Select all these VoxelHandles and set the Density attribute to 1.
Now, let's change the color of the voxels which VoxelHandles are selected - to do this, click over the color box inside the VoxelEditor's UI and select, to say, a red color.
You can experiment a bit with selecting different VoxelHandles and changing their properties - just too feel how easy the live can be :)
Select the fluidContainer, open the Attribute Editor and turn-on the textureOpacity flag. Everything looks nice, but accidently we want the left side of the fluidContainer to be "empty".
Selecting bunch of VoxelHandles and setting the Density slider inside the VoxelEditor's UI to 0 immediatelly fixes our little problem.
The workflow is exatly the same when dealing with the rest of the voxel properties. For example - select few VoxelHandles on the right side of the fluidContainer and set VelocityX to -3 and VelocityY to 5.
Playing the simulation should produce result like the picture below. Just an example.

In a similar manner you can control fluids using 3D Textures.
Create a default fluidContainter, set it's color to dynamic or static grid, then press the "<<" button, located on the right side of the Fluid Container field inside the OverBurn's UI.
Create a Crater 3D Texture and scale it's 3D placer to match the size of the fluidContainer. Select the Crater's shading node and press the "<<" button, on the right side of the 3D Texture field.
Select all the voxel handles and press the "T" buttons on the right side of the Density and Color sliders.
The fluid should match the pattern of the Crater 3D texture.

Two impotant notes:
The VoxelEditor is usefull mainly after you cache the fluids or to create specific startup conditions.
For the first case the workflow is this: cache the fluids, edit voxel cells properties, replace the current cached frame.
For the second case: edit the voxel cells properties, then set initial state of the fluid in the current frame.

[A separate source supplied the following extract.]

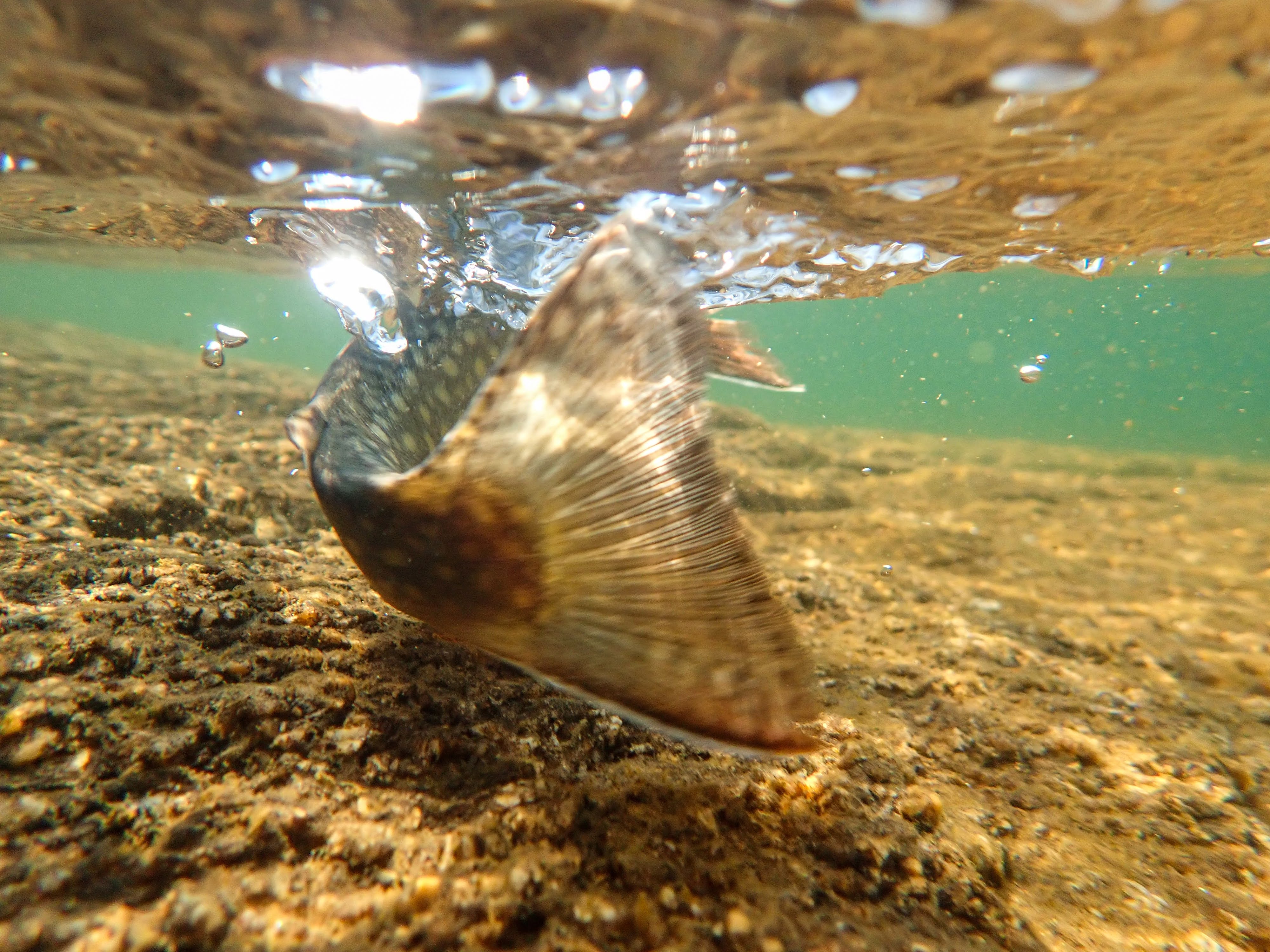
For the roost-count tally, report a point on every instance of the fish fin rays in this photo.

The new archive contains example scenes optimized for high resolution rendering ( the old ones are still here, because the new ones are not looking good when rendered in low resolution, etc ).

The fluid solver in Maya 7 behaves differently ( in Dynamic Grid ). Fluid containters imported from previous versions in Maya 7 will behave in the same way, but not and the newly created fluids in 7. Seems to me, that the "dump" attribute makes the biggest difference. Lowering it around 5 times matches the look of the "old" fluids to some point. Of course, some additional tweaking will be needed anyways.

The last update from 05/09/2006 should cover all the little UI quirks of Maya for OSX.